Mais je n’ose d’ici, d’un mot inexorable,
À jamais la chasser : ne le veuillent les Dieux ! »

Télémaque se tait ; vite aux galants Minerve
Souffle un rire nerveux, égare leur raison.
On les voit déployer une lugubre verve,
En dévorant des chairs sanglantes ; à foison
Leurs pleurs coulent à terre ; en eux règne un deuil sombre.
Le preux Théoclyméne apostrophant ces fous :
« Ô malheureux, quel mal vous crispe ? des flots d’ombre
Enveloppent vos fronts, vos seins et vos genoux.
Un sanglot retentit ; mouillée est toute face.
Ces murs et ces lambris se rougissent de sang.
Portique et cour sont pleins de spectres s’élançant
Au ténébreux Érèbe, et le soleil s’efface
Dans les cieux ; sur nous fond l’horrible obscurité. »

Il dit ; et l’assistance en le raillant se pâme,
Et le fils de Polybe, Eurymaque, s’exclame :
« Ce nouveau commensal est fol en vérité.
Jeunes gens, venez donc ! qu’à la Place on le mène,
Puisque dans ce palais il trouve qu’il fait nuit. »
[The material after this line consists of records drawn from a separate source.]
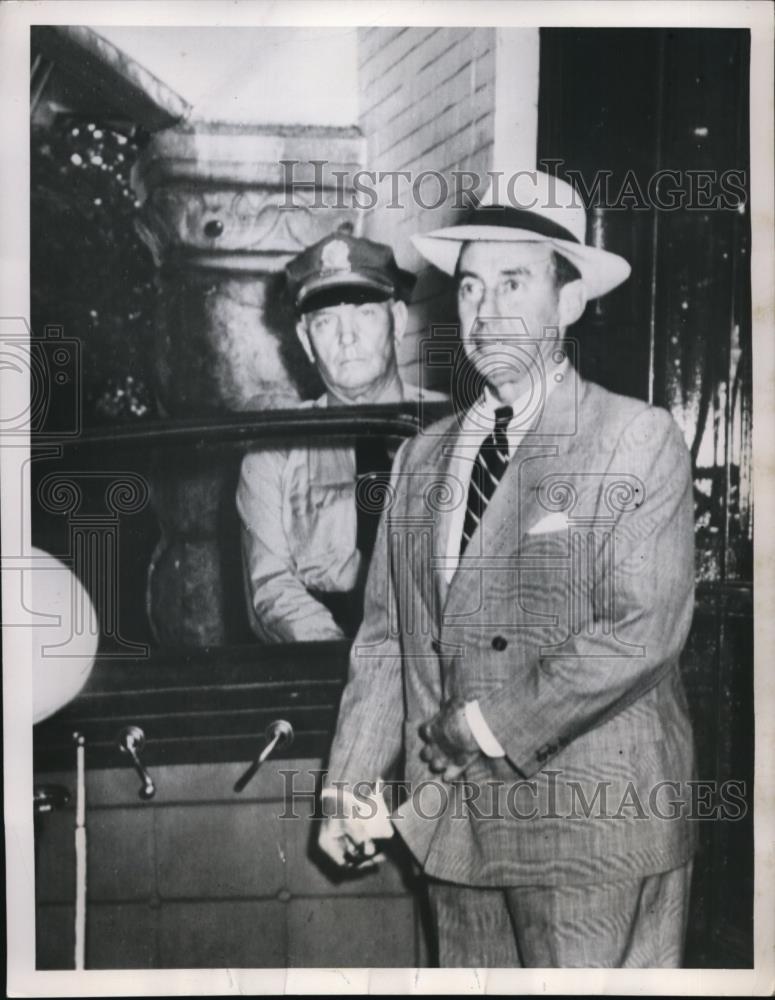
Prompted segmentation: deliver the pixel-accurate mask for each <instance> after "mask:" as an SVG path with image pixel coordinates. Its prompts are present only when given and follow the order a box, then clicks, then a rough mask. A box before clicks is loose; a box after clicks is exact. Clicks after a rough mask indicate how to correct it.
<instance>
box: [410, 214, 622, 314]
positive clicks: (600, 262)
mask: <svg viewBox="0 0 775 1000" xmlns="http://www.w3.org/2000/svg"><path fill="white" fill-rule="evenodd" d="M485 240H486V241H488V242H493V243H547V244H549V245H550V246H551V247H553V249H554V250H556V251H557V253H559V254H562V256H563V257H565V258H567V259H568V260H569V261H570V262H571V263H572V264H573V265H575V267H576V269H577V270H578V272H579V274H580V275H581V278H582V281H583V282H584V287H585V289H586V293H587V298H588V299H597V298H600V296H601V295H605V294H606V293H607V292H610V291H612V289H614V288H616V287H617V286H618V285H621V283H622V282H623V281H626V280H627V278H628V277H629V276H630V271H631V270H632V268H631V267H630V265H629V264H628V263H627V261H626V260H625V259H624V257H620V256H619V255H618V254H615V253H611V252H610V251H609V250H601V249H599V248H598V247H591V246H587V245H586V244H584V243H576V242H574V241H573V240H561V239H555V238H550V237H546V236H539V235H537V234H536V233H535V232H533V231H532V230H530V229H508V228H504V227H503V226H483V225H467V226H466V225H463V226H449V227H447V228H446V229H437V230H435V231H434V232H432V233H426V234H425V235H423V236H413V237H412V243H414V245H415V247H416V248H417V250H418V251H419V252H420V253H421V254H422V255H423V257H425V259H426V260H428V261H430V263H431V264H433V265H434V267H437V268H438V269H439V270H440V271H444V273H445V274H452V275H454V273H455V270H456V268H457V262H458V258H459V257H460V251H461V249H462V246H463V244H464V243H475V242H481V241H485Z"/></svg>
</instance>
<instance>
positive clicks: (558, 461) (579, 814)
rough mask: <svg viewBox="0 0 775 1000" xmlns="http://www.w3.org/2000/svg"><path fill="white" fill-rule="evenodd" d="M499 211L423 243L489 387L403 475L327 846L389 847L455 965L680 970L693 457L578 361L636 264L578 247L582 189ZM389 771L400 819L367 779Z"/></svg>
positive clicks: (657, 424) (453, 418) (686, 865)
mask: <svg viewBox="0 0 775 1000" xmlns="http://www.w3.org/2000/svg"><path fill="white" fill-rule="evenodd" d="M510 195H511V197H510V202H509V203H508V204H503V203H502V202H499V201H498V200H497V199H496V198H495V197H494V195H493V194H492V193H491V194H490V195H489V196H487V197H485V199H484V200H483V202H482V204H481V205H480V206H479V207H478V208H476V209H475V210H473V212H472V213H471V215H470V218H468V219H466V220H465V222H464V223H463V224H461V225H458V226H452V227H449V228H447V229H443V230H439V231H436V232H434V233H431V234H428V235H426V236H420V237H415V244H416V246H417V248H418V249H419V250H420V252H421V253H423V254H424V255H425V256H426V257H427V258H428V259H429V260H430V261H431V262H432V263H433V264H435V265H436V266H437V267H439V268H440V269H441V270H443V271H444V272H446V273H447V274H450V275H454V276H455V280H456V283H457V294H458V311H459V317H460V324H461V331H460V332H461V337H462V340H463V346H464V349H465V352H466V355H467V357H468V359H469V361H470V362H471V363H472V364H473V366H474V367H475V368H476V370H477V371H478V372H479V373H480V375H481V376H482V377H483V379H484V382H485V386H484V390H483V393H482V395H481V396H480V397H478V398H477V399H475V400H473V401H472V402H471V403H470V405H468V406H467V407H466V408H465V411H464V412H463V413H462V414H460V415H456V416H453V417H451V418H449V419H447V420H445V421H442V422H441V423H439V424H436V425H434V426H432V427H431V428H429V429H428V430H427V431H425V432H424V433H423V434H420V435H419V436H418V437H416V438H415V439H414V440H412V441H410V442H407V443H406V444H405V445H404V446H403V447H402V449H401V450H400V451H399V453H398V455H397V456H396V461H395V464H394V467H393V474H392V490H393V496H392V502H391V503H390V504H389V507H388V510H387V511H386V514H385V515H384V516H383V520H382V523H381V525H380V533H379V536H378V539H377V545H376V548H375V554H374V559H373V562H372V565H371V569H370V573H369V580H368V584H367V592H366V607H365V617H364V621H363V624H362V626H361V629H360V631H359V633H358V635H357V637H356V639H355V643H354V646H353V651H352V656H351V665H350V675H349V680H348V683H347V686H346V688H345V691H344V694H343V698H342V703H341V708H340V713H339V719H338V725H337V730H336V734H335V737H334V741H333V745H332V748H331V753H330V759H329V773H328V784H327V788H326V790H325V791H324V802H325V810H326V813H327V815H328V818H327V819H325V820H324V821H323V823H322V827H321V833H320V840H319V843H320V846H321V848H322V849H323V851H324V852H325V853H326V854H327V855H328V856H329V857H330V858H332V859H333V860H334V861H336V862H337V863H338V864H340V865H345V866H346V865H351V866H353V865H356V864H358V863H361V862H363V861H364V859H365V862H366V863H367V864H374V863H375V862H376V860H377V859H378V857H379V855H378V853H377V850H378V847H377V843H375V841H376V840H377V838H379V837H385V836H389V835H390V834H391V833H392V832H393V829H397V830H398V831H399V833H400V834H401V836H402V837H403V839H404V840H405V842H406V843H407V844H408V846H409V848H410V850H411V851H412V853H413V855H414V857H415V858H416V860H417V862H418V863H419V865H420V866H421V867H422V869H423V871H424V873H425V875H426V877H427V879H428V888H429V895H430V903H431V910H432V912H433V915H434V919H435V923H436V929H437V932H438V938H439V958H440V964H441V965H442V966H445V965H459V966H520V965H522V966H531V967H537V966H538V967H550V966H553V967H568V966H635V967H649V966H652V967H653V966H661V967H668V966H677V965H680V963H681V957H682V947H683V937H684V931H685V923H686V909H687V902H688V894H689V885H690V876H691V857H692V853H693V848H694V837H693V835H692V824H691V822H690V820H689V816H688V812H689V808H690V805H691V803H690V801H689V796H690V786H687V784H686V783H687V781H689V780H690V779H691V778H692V776H693V768H694V753H693V743H692V733H691V726H690V722H689V715H688V710H687V703H686V698H685V694H684V691H683V687H682V682H681V677H680V673H679V662H678V658H679V654H680V652H681V649H682V647H683V645H684V643H685V641H686V637H687V633H688V630H689V626H690V622H691V616H692V608H693V580H694V566H693V523H692V489H691V474H690V462H689V456H688V453H687V450H686V447H685V444H684V442H683V439H682V436H681V433H680V431H679V429H678V427H677V426H676V425H675V424H674V422H673V421H672V419H671V418H670V416H669V415H668V414H667V413H666V412H665V411H663V410H660V409H656V408H653V407H650V406H648V405H647V404H645V403H643V402H640V401H638V400H635V399H629V398H626V397H623V396H617V395H614V394H612V393H610V392H607V391H606V390H604V389H602V388H600V387H599V386H597V385H594V384H593V383H590V382H584V381H583V380H582V379H581V378H580V377H579V376H578V374H577V373H576V371H575V369H574V368H573V367H572V365H571V364H570V362H569V357H568V353H569V350H568V345H567V344H566V342H565V341H564V339H563V338H564V337H565V331H566V329H567V328H568V327H570V326H571V324H572V323H574V322H575V321H576V320H577V319H578V318H579V317H580V315H581V314H582V312H583V310H584V307H585V304H586V302H587V300H588V299H592V298H595V297H597V296H600V295H603V294H605V293H606V292H608V291H610V290H611V289H612V288H614V287H616V286H617V285H619V284H620V283H621V282H622V281H624V280H625V279H626V278H627V276H628V274H629V270H630V268H629V265H628V264H627V263H626V261H624V260H623V259H622V258H621V257H618V256H616V255H614V254H611V253H607V252H606V251H604V250H601V249H598V248H595V247H592V246H589V245H587V244H585V242H584V240H585V232H586V219H585V213H584V210H583V208H582V207H580V201H579V199H578V196H577V195H576V194H575V192H574V191H573V190H572V189H571V188H570V187H569V186H568V185H565V184H563V183H562V182H561V181H559V180H557V179H554V178H551V177H548V176H547V175H544V174H540V173H533V174H526V173H525V172H523V173H522V174H520V175H518V179H517V182H516V183H515V184H514V185H513V186H512V187H511V189H510ZM582 348H583V345H582ZM457 388H458V396H460V394H461V392H460V389H461V387H460V386H459V387H457ZM463 389H465V386H463ZM400 759H403V762H404V770H405V775H406V790H407V792H408V794H407V797H406V799H405V801H404V802H403V803H402V804H401V805H400V806H399V807H398V808H397V809H395V810H394V811H393V813H392V815H391V816H390V818H389V820H388V819H386V813H385V809H384V808H383V806H382V801H381V799H380V797H379V796H378V795H377V794H376V792H375V783H376V782H377V781H378V780H379V779H381V778H384V777H385V776H386V775H388V774H389V773H390V769H391V767H393V765H394V764H395V762H396V760H400Z"/></svg>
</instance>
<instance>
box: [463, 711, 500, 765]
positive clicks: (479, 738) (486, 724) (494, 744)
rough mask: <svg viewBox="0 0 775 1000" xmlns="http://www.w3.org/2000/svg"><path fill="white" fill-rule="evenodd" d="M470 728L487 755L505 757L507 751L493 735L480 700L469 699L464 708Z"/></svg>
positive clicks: (481, 746) (480, 747) (476, 739)
mask: <svg viewBox="0 0 775 1000" xmlns="http://www.w3.org/2000/svg"><path fill="white" fill-rule="evenodd" d="M463 711H464V712H465V716H466V722H467V723H468V728H469V729H470V730H471V732H472V733H473V734H474V739H475V740H476V742H477V743H478V744H479V748H480V749H481V751H482V753H483V754H484V755H485V757H505V756H506V751H505V750H504V749H503V747H502V746H501V745H500V743H499V742H498V740H497V739H496V738H495V736H494V735H493V732H492V729H490V727H489V726H488V725H487V722H486V721H485V718H484V716H483V715H482V710H481V708H479V702H478V701H467V702H466V704H465V708H464V709H463Z"/></svg>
En réponse aussitôt le preux Théoclymène :
« Prince, il n’est pas besoin que je sois reconduit ;
J’ai des yeux, j’ai deux pieds, des oreilles parfaites,
Et dans moi vibre un cœur que rien n’oblitéra.
Ils m’aideront à fuir, car je vois sur vos têtes
S’amasser un orage auquel n’échappera
Nul de ces Poursuivants, qui chez le noble Ulysse
S’arrogent sur chaque être un injuste pouvoir. »

Ces mots jetés, il sort du pompeux édifice,
Et se rend chez Pirée heureux de le ravoir.
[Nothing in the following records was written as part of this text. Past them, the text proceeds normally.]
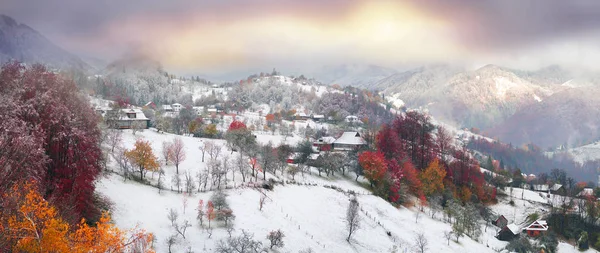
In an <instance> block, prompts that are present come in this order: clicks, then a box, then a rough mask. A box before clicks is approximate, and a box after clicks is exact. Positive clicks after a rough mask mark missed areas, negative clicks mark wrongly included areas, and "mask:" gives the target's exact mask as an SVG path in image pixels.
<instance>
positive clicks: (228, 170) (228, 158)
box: [221, 155, 235, 187]
mask: <svg viewBox="0 0 600 253" xmlns="http://www.w3.org/2000/svg"><path fill="white" fill-rule="evenodd" d="M221 163H223V165H222V167H221V168H223V176H224V179H225V187H227V173H228V172H229V171H232V172H233V173H231V174H232V179H231V180H232V181H235V176H234V174H235V171H233V170H232V169H231V166H230V165H231V162H230V161H229V155H224V156H222V157H221Z"/></svg>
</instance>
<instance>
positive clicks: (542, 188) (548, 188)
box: [531, 184, 550, 192]
mask: <svg viewBox="0 0 600 253" xmlns="http://www.w3.org/2000/svg"><path fill="white" fill-rule="evenodd" d="M531 190H533V191H537V192H548V191H549V190H550V186H549V185H547V184H532V185H531Z"/></svg>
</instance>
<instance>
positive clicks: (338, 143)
mask: <svg viewBox="0 0 600 253" xmlns="http://www.w3.org/2000/svg"><path fill="white" fill-rule="evenodd" d="M365 145H367V142H366V141H365V140H364V139H363V138H362V137H361V136H360V133H358V132H344V133H343V134H342V136H340V138H337V139H336V140H335V141H334V142H333V150H335V151H351V150H356V149H358V148H360V147H362V146H365Z"/></svg>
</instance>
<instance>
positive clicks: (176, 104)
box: [171, 103, 183, 112]
mask: <svg viewBox="0 0 600 253" xmlns="http://www.w3.org/2000/svg"><path fill="white" fill-rule="evenodd" d="M171 107H173V111H174V112H179V111H181V109H182V108H183V105H182V104H180V103H175V104H172V105H171Z"/></svg>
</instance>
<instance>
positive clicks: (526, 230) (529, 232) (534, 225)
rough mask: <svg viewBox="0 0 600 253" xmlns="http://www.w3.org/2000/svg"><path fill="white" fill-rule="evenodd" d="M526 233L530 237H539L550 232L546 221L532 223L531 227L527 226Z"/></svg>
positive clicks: (539, 220) (531, 224) (530, 226)
mask: <svg viewBox="0 0 600 253" xmlns="http://www.w3.org/2000/svg"><path fill="white" fill-rule="evenodd" d="M525 231H527V235H529V236H532V237H536V236H539V235H540V234H542V233H544V232H546V231H548V223H546V221H545V220H536V221H534V222H533V223H531V225H529V226H527V227H526V228H525Z"/></svg>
Voici que les rivaux, pour piquer Télémaque,
Insultent de concert ses hôtes passagers.
Tous ces fats de glapir, dans leur maligne attaque :
« Cher, tu n’as point de chance avec tes étrangers.
Celui-ci n’est qu’un pleutre, un méchant trouble-fête,
Un paresseux, raflant la coupe et le morceau,
Un vaurien, de la terre inutile fardeau ;
Et l’autre s’est levé, se posant en prophète.
Si tu voulais agir d’un mode intelligent,
Nous les embarquerions sur une agile coque,
Pour les mettre en Sicile, en tirer de l’argent. »
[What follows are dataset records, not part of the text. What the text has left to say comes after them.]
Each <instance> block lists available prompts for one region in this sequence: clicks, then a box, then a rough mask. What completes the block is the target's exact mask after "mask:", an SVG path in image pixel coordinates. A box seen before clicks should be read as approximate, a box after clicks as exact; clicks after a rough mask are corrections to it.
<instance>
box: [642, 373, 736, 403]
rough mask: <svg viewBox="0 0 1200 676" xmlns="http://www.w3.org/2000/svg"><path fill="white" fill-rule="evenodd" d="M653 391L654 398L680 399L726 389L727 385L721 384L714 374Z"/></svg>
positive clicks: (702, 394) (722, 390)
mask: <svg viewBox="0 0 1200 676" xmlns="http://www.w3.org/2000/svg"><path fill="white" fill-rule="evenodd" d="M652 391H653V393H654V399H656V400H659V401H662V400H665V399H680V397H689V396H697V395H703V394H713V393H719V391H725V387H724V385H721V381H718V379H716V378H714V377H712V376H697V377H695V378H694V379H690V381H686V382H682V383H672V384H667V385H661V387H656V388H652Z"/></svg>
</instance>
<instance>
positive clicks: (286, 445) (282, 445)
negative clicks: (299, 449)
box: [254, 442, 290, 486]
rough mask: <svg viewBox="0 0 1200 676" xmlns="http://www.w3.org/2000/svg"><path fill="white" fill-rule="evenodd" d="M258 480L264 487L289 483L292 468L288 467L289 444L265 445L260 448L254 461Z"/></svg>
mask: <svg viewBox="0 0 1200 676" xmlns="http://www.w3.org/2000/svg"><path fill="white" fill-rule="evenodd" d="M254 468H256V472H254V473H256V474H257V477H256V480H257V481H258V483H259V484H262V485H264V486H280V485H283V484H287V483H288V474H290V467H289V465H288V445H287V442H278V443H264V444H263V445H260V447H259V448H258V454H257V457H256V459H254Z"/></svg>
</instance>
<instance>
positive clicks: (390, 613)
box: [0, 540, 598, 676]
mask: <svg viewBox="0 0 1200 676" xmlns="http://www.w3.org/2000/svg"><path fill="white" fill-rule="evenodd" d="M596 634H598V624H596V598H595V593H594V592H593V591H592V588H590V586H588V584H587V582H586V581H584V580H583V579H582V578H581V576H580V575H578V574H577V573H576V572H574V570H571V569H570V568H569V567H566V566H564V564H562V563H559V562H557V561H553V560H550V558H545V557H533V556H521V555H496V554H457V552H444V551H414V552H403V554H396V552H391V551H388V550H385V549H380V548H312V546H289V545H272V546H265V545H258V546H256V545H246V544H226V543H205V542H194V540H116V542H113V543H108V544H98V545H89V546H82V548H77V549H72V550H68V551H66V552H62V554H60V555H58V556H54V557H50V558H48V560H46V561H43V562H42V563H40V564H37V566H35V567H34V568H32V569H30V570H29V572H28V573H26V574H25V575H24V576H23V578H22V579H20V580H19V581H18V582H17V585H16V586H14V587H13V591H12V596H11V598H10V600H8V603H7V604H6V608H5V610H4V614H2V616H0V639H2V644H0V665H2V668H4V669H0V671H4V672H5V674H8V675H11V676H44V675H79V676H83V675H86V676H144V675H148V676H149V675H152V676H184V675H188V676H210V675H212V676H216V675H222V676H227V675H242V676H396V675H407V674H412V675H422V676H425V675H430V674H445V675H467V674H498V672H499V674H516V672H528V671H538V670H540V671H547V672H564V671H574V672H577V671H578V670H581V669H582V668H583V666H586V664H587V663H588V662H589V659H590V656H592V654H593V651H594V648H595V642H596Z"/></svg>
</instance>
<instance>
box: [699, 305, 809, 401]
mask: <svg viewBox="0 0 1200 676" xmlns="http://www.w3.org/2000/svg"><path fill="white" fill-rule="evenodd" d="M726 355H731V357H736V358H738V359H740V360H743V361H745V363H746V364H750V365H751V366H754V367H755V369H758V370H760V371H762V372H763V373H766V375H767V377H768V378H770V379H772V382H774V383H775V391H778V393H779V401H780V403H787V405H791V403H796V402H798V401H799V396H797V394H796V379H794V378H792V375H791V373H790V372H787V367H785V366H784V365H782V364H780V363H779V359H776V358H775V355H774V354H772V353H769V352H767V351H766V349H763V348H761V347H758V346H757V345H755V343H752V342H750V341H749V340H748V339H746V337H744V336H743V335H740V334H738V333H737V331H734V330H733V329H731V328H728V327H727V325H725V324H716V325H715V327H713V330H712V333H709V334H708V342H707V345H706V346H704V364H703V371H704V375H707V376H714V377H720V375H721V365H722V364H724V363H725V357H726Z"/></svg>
Tels étaient leurs discours ; Télémaque s’en moque.
Muet, lorgnant son père, il attend de son œil
Le signal d’écraser cette horde barbare.
Assise en face d’eux dans un brillant fauteuil,
La chaste Pénélope, enfant du noble Icare,
Écoute les propos qu’échangent ces pervers.
Ils s’attardent joyeux à leurs tables opimes,
Car ils ont abattu quantité de victimes :
Mais jamais un souper n’eut des mets plus amers
Que ceux que le héros et la dive aux yeux pers
Vont tantôt leur offrir, en retour de leurs crimes.